CARMEL, Ind. -- After Carmel Mayor James Brainard crashed his city vehicle in April, Call 6 Investigates uncovered that some of the dash camera video recordings from the scene are missing their audio.
Two Carmel Police officers arrived at scene minutes after Mayor Brainard crashed his city Ford Fusion along Third Avenue SW on April 20. Their two dash camera systems were recording, but for a period of almost 10 minutes, you can't hear any of the conversations between the two officers or their conversation with the mayor.
Instead, those two officer's dash camera systems only record audio from inside the car. In the first car on the scene, you can faintly hear the radio. In the second police car to arrive, just the sound of wipers.
It’s because the first two officers never turned on their wireless microphones, Call 6 Investigates’ learned after spending hours reviewing the police dash camera video from the scene of the crash. The only audio recorded on those systems was from an in-car microphone connected to the system.
It wasn’t until Carmel Police Lt. Adam Miller arrived almost 10 minutes after police initially responded, that you can actually hear conversations.
You can hear the other officers interacting with each other over Lt. Miller's microphone, but what could be key parts of the conversation between officers is impossible to hear.
Lt. Miller: "He's walking back to City Hall to talk to Barb, so he can go get his pee test."
Officer 2: "OK good. (unintelligible)"
Lt. Miller: "I know, he's going to have to go get tested."
Lt. Miller: "That's between me and you though."
We reached out to Carmel Police for an on-camera interview, they declined, but Chief James Barlow sent us an email. He says, "We currently do not require all officers to activate their in-car video system while at a traffic accident."
Barlow cites the police department's policy, "The in-car audio/video system may be deactivated during non-enforcement activities such as when protecting accident scenes."

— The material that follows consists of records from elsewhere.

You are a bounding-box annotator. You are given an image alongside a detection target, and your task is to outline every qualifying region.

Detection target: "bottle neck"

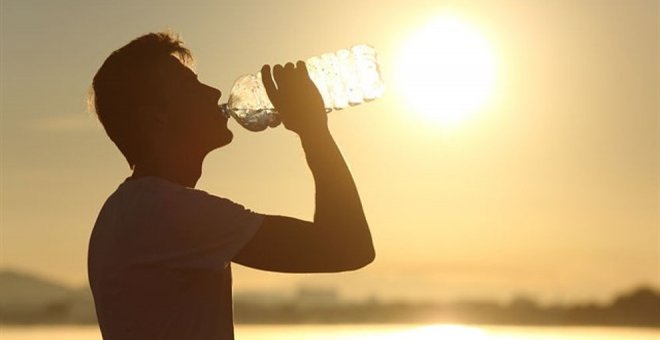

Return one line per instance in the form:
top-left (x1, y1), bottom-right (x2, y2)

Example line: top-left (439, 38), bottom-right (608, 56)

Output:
top-left (218, 103), bottom-right (231, 119)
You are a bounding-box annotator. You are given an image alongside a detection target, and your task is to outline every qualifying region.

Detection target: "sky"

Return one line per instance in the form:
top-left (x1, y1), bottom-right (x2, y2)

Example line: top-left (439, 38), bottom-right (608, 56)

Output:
top-left (0, 0), bottom-right (660, 302)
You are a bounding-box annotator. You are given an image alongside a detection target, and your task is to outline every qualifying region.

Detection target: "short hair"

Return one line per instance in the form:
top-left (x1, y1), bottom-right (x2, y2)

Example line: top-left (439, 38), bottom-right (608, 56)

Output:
top-left (88, 32), bottom-right (193, 169)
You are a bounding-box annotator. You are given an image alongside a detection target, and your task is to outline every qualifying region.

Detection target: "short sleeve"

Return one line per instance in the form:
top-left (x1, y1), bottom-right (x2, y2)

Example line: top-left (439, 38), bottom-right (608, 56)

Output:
top-left (126, 188), bottom-right (264, 270)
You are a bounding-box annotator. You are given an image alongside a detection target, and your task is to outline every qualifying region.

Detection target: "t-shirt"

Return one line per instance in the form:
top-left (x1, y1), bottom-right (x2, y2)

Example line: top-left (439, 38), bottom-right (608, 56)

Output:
top-left (88, 177), bottom-right (264, 340)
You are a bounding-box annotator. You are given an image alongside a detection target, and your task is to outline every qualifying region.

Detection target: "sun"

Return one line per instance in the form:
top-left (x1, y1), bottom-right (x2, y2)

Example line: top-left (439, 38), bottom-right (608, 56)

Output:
top-left (396, 14), bottom-right (496, 127)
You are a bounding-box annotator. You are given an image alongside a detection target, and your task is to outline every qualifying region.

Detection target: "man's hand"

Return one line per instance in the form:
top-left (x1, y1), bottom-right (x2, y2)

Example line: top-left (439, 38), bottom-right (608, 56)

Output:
top-left (261, 61), bottom-right (328, 136)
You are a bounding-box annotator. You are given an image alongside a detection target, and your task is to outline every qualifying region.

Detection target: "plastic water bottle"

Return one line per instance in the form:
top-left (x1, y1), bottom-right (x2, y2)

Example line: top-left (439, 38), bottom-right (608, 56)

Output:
top-left (220, 45), bottom-right (384, 131)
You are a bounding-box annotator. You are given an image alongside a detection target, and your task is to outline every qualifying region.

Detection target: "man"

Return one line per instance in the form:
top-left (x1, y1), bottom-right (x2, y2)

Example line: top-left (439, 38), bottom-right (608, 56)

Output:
top-left (88, 33), bottom-right (375, 340)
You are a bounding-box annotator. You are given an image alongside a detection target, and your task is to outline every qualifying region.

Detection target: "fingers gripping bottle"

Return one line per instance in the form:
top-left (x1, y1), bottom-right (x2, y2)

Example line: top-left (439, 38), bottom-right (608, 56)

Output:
top-left (220, 45), bottom-right (384, 131)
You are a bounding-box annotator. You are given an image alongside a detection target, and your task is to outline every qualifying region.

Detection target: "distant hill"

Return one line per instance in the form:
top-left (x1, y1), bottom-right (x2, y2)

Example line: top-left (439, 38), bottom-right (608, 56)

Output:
top-left (0, 270), bottom-right (96, 324)
top-left (0, 271), bottom-right (660, 327)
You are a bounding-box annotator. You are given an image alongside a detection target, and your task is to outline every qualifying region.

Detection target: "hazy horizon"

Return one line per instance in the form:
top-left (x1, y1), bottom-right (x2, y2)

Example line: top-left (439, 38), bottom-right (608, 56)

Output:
top-left (0, 0), bottom-right (660, 302)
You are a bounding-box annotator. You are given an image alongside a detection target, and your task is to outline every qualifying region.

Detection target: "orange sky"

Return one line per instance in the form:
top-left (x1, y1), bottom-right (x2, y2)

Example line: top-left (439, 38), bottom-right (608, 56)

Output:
top-left (0, 0), bottom-right (660, 301)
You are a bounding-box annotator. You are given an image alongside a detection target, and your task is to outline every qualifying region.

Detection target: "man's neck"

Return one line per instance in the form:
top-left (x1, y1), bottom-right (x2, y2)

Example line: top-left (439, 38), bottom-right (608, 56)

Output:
top-left (131, 154), bottom-right (204, 188)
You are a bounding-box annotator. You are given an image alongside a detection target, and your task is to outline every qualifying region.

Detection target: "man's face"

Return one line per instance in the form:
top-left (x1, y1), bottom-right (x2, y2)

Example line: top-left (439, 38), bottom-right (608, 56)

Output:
top-left (155, 57), bottom-right (233, 152)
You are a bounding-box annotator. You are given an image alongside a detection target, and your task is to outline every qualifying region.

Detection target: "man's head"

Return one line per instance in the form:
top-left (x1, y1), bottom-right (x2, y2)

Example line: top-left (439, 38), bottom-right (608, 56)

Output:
top-left (90, 33), bottom-right (232, 168)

"While investigating the accident you are referring to, the reporting officer had his audio/video recording,” Barlow said. “The two other officers did not have their audio system on and are not required to by policy."
Call 6 Investigates confronted Mayor Brainard about the incident. When asked if Brainard believed he was "above city policy" since there is no record of a drug or alcohol test following the crash. He responded, "I'm not talking about this today" before walking away.
Carmel's employee handbook states the mayor and other elected officials aren't required to follow rules in the city handbook.
Call 6 Investigates also emailed each member of the city council to learn if they were aware of the exemption. RTV6 is still awaiting a response from each member.